Links, 4.4.11

Well, I see we all made it through April Fool’s Day more or less unscathed. Can I confess something? After the third GOTCHA! prank article on one of my favorite local-news sites, I was wishing the stupid day had never been invented. Full disclosure: It was probably poetic justice. I did play a prank on Mr. Archaelogist, involving a substitution of lukewarm water for the coffee in the coffeepot (quickly replaced again by the real thing, I promise!). I’m going to be good next year.

Tour operations: Brooklyn, N.Y. -based Urban Oyster, a tour/event planning firm, has come up with a perfectly ingenious idea: custom family-history tours. The company got inspired when a client asked them to help plan a tour for his family’s reunion, the New York Daily News reports.

By the book: And if you’re doing your own trip planning: Make your own guide book, as this article suggests. The specific tips are tried and true, but the idea of compiling the information in such a way that it could double as a memory book later is a good one.

Beginner’s paradise: Connecticut genealogist Beth Mariotti gave a charmer of an interview to TV station WTNH, competently outlining research basics and illuminating her points with examples from her own research, including a case study of a 104-year-old client who wanted help recording family history for her children.
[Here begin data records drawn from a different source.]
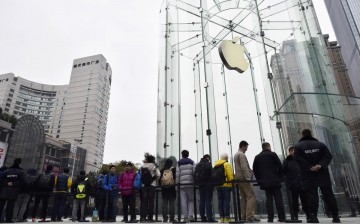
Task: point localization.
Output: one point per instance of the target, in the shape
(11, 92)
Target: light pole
(78, 141)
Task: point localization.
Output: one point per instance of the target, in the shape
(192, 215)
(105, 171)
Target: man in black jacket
(314, 158)
(202, 176)
(11, 181)
(294, 182)
(44, 186)
(268, 172)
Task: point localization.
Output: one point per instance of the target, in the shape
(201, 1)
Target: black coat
(311, 152)
(268, 170)
(168, 192)
(15, 176)
(292, 173)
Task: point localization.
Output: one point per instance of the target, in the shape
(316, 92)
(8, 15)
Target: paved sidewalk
(355, 220)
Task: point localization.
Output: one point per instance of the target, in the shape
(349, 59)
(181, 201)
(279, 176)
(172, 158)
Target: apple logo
(232, 55)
Beginners will love the clear pointers and more experienced researchers shouldn’t miss the anecdotes!

Picking a program: A question that has plagued many of us at one point or another: Should I Be Committed? wonders Nancy Shively at Family Tree University. Nancy is referring to making a commitment to genealogy software, and provides an overview of what she’s tested for those who haven’t locked into something yet.

Birthdate pangs: Yuma Sun columnist Amy Crawford writes amusingly about the case of her grandfather’s three ages — a classic conflicting-birthdate riddle. I totally sympathize.
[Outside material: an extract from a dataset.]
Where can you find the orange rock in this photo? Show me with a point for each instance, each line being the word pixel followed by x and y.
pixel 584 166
Poisonous discovery: Oh, my goodness! Writer Kay Hoflander goes poking around in her family tree and finds a real-life tale of arsenic and old lace. Trust me, it’s a doozy.

Professional help: Everyone wrestles with it sooner or later when faced with a tricky genealogy problem: Should I hire a pro to take a whack at it? Daniel Klein, who writes a very good genealogy column for the Jersey Journal, provides a concise and clear set of pointers for those who decide to take this step.

April is here at last. For those of us in the Northeast, a good time to cut away the underbrush in the garden, not to mention in our genealogy programs. Enjoy the week.